Electromagnetic, thermal and hydrodynamic investigation of LIPSS formation on Ti6Al4V induced by femtosecond laser processing

Laser-induced periodic surface structures (LIPSS) have garnered significant attention due to their applications across various fields. Nevertheless, the formation mechanisms and fabrication methods of LIPSS on metal and alloy surfaces remain a focus of scientific investigation. In this study, the titanium alloy Ti6Al4V is selected as the target material. A multiphysics model is developed to examine the process ranging from femtosecond laser irradiation to LIPSS formation on Ti6Al4V. The roles of electromagnetic, thermal and hydrodynamic fields in the formation process, corresponding to laser absorption, energy transport and material transport processes, are explored.

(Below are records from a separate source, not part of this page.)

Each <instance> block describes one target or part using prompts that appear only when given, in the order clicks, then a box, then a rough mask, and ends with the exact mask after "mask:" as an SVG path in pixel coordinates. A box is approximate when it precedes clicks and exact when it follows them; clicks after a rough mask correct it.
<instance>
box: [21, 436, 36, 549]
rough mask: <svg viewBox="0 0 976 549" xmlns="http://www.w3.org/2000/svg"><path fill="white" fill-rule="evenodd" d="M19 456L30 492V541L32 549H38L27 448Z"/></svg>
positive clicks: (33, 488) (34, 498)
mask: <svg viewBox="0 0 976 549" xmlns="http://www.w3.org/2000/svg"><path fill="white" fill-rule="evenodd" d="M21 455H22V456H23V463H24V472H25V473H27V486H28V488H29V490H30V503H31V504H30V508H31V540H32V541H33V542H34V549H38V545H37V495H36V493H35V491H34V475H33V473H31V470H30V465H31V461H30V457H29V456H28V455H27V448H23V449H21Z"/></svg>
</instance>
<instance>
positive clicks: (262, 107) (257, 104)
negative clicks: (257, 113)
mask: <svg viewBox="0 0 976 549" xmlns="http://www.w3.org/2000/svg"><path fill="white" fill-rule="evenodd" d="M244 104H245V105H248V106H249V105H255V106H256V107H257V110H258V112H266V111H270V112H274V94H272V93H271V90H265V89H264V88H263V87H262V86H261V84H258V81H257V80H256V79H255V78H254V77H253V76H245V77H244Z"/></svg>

The mechanism behind LIPSS formation is elucidated. Numerical simulations of surface morphology after multiple laser pulses align well with experimental observations. It is found that the thermal and hydrodynamic fields play an important role in the formation of rough surface, while the effect of electromagnetic field leads to the formation of periodic structures. Furthermore, a line scanning of the laser focus scenario is integrated into the developed multiphysics model, by varying the equivalent pulse numbers at different scanning speeds. The simulation results of line scanning are consistent with the experimental results. This work provides a theoretical basis for the LIPSS formation on Ti6Al4V and informative assistance in processing parameters exploration.